This volume provides a unique overview of the broad historical, geographical and social range of Latin and Greek as second languages. It elucidates the techniques of Latin and Greek instruction across time and place, and the contrasting socio-political circumstances that contributed to and resulted from this remarkably enduring field of study. Providing a counterweight to previous studies that have focused only on the experience of elite learners, the chapters explore dialogues between center and periphery, between pedagogical conservatism and societal change, between government and the governed. In addition, a number of chapters address the experience of female learners, who have often been excluded from or marginalized by earlier scholarship.

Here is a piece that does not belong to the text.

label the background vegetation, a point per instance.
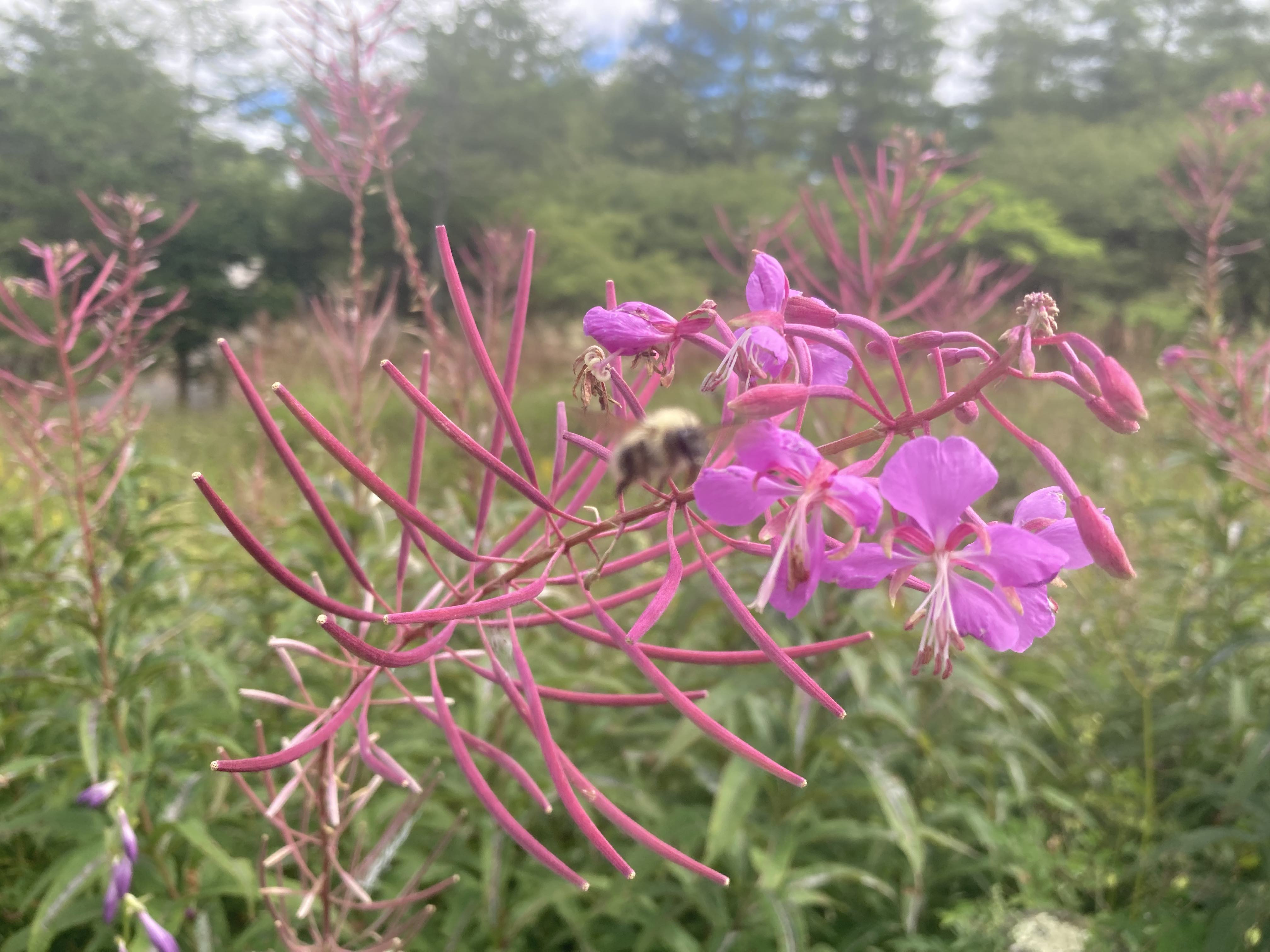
(1116, 775)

Elizabeth Archibald is a Visiting Teaching Professor at the Peabody Institute of The Johns Hopkins University. Her research focuses on early medieval education, medieval Latin, and the reception of classical texts in the Middle Ages. William Brockliss is Assistant Professor of Classics at the University of Wisconsin, Madison. His research encompasses the interactions between literature and the natural environment, the history of classical pedagogy, and the classical tradition. The latter interest is reflected in his previous Yale Classical Studies volume, Reception and the Classics (Cambridge, 2011, edited with Pramit Chaudhuri, Ayelet Haimson-Lushkov and Katherine Wasdin). Jonathan Gnoza is an adjunct instructor in the Medieval and Renaissance Center at New York University. He has previously contributed as a translator to The Virgilian Tradition: The First Fifteen Hundred Years (2008).
1. Introduction: 'Learning me your language' Elizabeth Archibald, William Brockliss and Jonathan Gnoza; 2. Papyri and efforts by adults in Egyptian villages to write Greek Ann Hanson; 3. Teaching Latin to Greek speakers in antiquity Eleanor Dickey; 4. Servius' Greek lessons Felix Racine; 5. Pelasgian fountains: learning Greek in the early Middle Ages Michael Herren; 6. Out of the mouth of babes and Englishmen: the invention of the vernacular grammar in Anglo-Saxon England Jay Fisher; 7. First steps in Latin: the teaching of reading and writing in Renaissance Italy Robert Black; 8. The teaching of Latin to the native nobility in Mexico in the mid-1500s: contexts, methods, and results Andrew Laird; 9. Ut consecutivum under the Czars and under the Bolsheviks Victor Bers; 10. Latin for girls: the French debate Francoise Waquet; 11. Women's education and the Classics Fiona Cox; 12. 'Solitary perfection?' The past, present, and future of elitism in Latin education Kenneth J. Kitchell, Jr; 13. Exclusively for everyone - to what extent has the Cambridge Latin Course widened access to Latin? Bob Lister; 14. Epilogue Emily Greenwood.